No Agrupamento de Escolas de Carcavelos, o maior do concelho de Cascais, a regra é clara: "Aqui não se chumba", revela o diretor, Adelino Calado. No ensino básico, há casos de alunos que passam com negativa a várias disciplinas. "Se não comeram a sopa da primeira vez, não é por lhes servirmos uma segunda, exatamente igual, que vão passar a comer. A retenção não resolve o problema do insucesso", acredita Calado.
Em alternativa, os jovens com mais dificuldades são colocados em turmas mais pequenas, com mais professores, currículos adaptados e muitos apoios, até que consigam recuperar. É o exemplo do modelo defendido esta semana pelo Conselho Nacional de Educação (CNE), semelhante ao que vigora em países como a Finlândia ou a Noruega.
Num parecer divulgado na última segunda-feira, este órgão consultivo do Ministério da Educação, presidido pelo ex-ministro David Justino, defendeu o fim das retenções. No país com a terceira maior taxa de chumbos da OCDE, a recomendação é polémica. Em Portugal, o chumbo é visto, tradicionalmente, como um ato de rigor e exigência.
Adelino Calado, que há 12 anos praticamente acabou com a retenção no Agrupamento de Carcavelos, contesta essa mentalidade. "O nosso modelo não é facilitista. Pelo contrário, é muito mais exigente para a escola, para os professores e para os alunos. Requer muito mais trabalho de todos." O CNE concorda: "A transição responsável de alunos com baixo rendimento escolar acarreta maior exigência, uma vez que pressupõe por parte de todos os intervenientes um esforço acrescido no desenvolvimento de estratégias e medidas de apoio e reforço das aprendizagens."
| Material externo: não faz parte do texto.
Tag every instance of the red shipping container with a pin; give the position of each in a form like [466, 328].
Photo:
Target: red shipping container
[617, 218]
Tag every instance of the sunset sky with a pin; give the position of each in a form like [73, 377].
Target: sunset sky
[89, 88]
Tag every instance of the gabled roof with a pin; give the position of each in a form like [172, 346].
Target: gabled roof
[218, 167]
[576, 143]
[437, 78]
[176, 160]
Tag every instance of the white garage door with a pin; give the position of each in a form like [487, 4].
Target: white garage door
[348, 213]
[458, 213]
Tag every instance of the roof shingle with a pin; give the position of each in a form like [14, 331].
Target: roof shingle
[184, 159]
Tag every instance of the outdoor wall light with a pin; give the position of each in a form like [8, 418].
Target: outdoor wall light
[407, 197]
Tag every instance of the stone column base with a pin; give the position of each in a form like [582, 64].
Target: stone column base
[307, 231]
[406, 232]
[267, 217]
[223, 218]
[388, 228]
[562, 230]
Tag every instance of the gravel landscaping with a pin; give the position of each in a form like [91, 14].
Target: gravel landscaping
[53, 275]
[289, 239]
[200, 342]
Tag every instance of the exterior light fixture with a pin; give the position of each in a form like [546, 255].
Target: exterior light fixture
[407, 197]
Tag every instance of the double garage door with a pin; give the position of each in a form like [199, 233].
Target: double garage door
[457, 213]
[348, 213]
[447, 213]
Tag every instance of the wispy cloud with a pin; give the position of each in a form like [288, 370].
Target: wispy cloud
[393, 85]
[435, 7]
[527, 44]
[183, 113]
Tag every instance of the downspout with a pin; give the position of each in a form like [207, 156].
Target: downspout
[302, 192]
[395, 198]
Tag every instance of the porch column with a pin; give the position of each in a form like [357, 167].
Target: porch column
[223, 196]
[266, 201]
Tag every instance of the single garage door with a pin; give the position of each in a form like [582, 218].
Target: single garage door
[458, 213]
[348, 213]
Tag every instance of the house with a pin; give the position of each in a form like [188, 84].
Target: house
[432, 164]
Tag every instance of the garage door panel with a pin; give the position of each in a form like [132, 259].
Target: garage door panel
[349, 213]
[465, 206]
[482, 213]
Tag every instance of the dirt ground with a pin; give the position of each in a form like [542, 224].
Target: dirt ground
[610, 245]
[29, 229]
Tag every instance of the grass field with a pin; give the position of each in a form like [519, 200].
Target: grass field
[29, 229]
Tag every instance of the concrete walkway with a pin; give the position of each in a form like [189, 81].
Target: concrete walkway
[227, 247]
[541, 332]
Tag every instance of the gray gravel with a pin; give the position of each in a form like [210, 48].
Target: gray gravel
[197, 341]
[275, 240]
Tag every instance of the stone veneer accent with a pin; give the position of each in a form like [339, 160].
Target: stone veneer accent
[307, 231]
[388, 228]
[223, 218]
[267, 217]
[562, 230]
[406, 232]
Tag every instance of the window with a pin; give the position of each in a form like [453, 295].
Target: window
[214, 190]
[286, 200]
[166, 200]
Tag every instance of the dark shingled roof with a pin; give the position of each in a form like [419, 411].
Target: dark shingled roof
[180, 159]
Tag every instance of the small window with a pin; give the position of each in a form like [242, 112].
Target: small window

Nas escolas de Carcavelos, frequentadas por mais de 2000 alunos do 1º ao 12º ano, a regra de não chumbar ninguém permite "raríssimas exceções" - a taxa de retenção é de apenas 3%, a mais baixa do país, e muito próxima do zero no ensino básico. A medida é tomada apenas em último caso, somente por unanimidade do conselho de turma, e não depende do número de negativas, mas do perfil do estudante. "Em Portugal, o chumbo é encarado como um castigo para o aluno que não trabalha. Mas na maioria dos casos não funciona. O repetente vai para uma turma só com alunos mais novos, passa a ser o líder e não liga nenhuma às disciplinas porque já as teve no ano anterior", defende Adelino Calado.
Para evitar os chumbos, as dificuldades dos alunos são detetadas precocemente. No ano passado, por exemplo, a escola identificou 18 alunos do 4º ano que não sabiam o suficiente para passar para o 2º ciclo. Ainda assim, passaram. Foram colocados, todos juntos, numa turma do 5º ano onde não entrou mais ninguém e onde recebem um acompanhamento especial: têm três professores a Matemática, três a Português e dois a cada uma das restantes disciplinas. Os docentes a mais servem para ajudar a tirar dúvidas e dão apoio individualizado a cada aluno, quase como se fossem explicadores privados.